The South Street corner was the site of the first bank in Wodonga, the Bank of New South Wales, which opened in 1872 complete with Manager’s Residence. The building was extended in 1889 and again in 1898 before a new building was erected in 1906 and remodelled in 1969. Since its banking days it has housed a video shop and more recently a travel agency.
Many of the shops incorporated a residence. Rates records reveal that many of the allotments/buildings were occupied by more than one business.

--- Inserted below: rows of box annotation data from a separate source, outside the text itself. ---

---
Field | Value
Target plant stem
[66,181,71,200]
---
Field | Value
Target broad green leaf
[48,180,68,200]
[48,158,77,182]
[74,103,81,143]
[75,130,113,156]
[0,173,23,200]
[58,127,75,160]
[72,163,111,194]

In the early 1900’s, coming south, De Gruchy the chemist had the next shop, this was taken over by John McSwiney who was there until 1967, then William Moulder the saddler. Next was Mendal Friedman selling millinery, underclothing and fancy goods. Then came George Leighton, who was also a Councillor, with a general store, stocking groceries, ironmongery, drapery, crockeryware, boots and shoes. Next was Franz Geordes the bootmaker
Right in the centre of the block was Elizabeth Tubb running a newsagency. Elizabeth was one of the 38 Wodonga women who signed the Women’s Suffrage Petition in 1891 seeking the right for women to vote on equal terms with men. Later the newsagency moved one shop north and this became Phillips newsagency.
The centre allotment was purchased by S. Green who had the existing building demolished and he built the first two storey business in the street, opening the “Rose Marie” café in 1939. Apart from cooked meals it sold fish, fresh and smoked, fruit, confectionery, vegetables and small goods. This business had a number of subsequent owners before it became Alljoy Chinese restaurant.
South of that to the railway line appears to have been some empty allotments until J Mann & Son built their first store in 1921, and later expanded to the rear and to the side.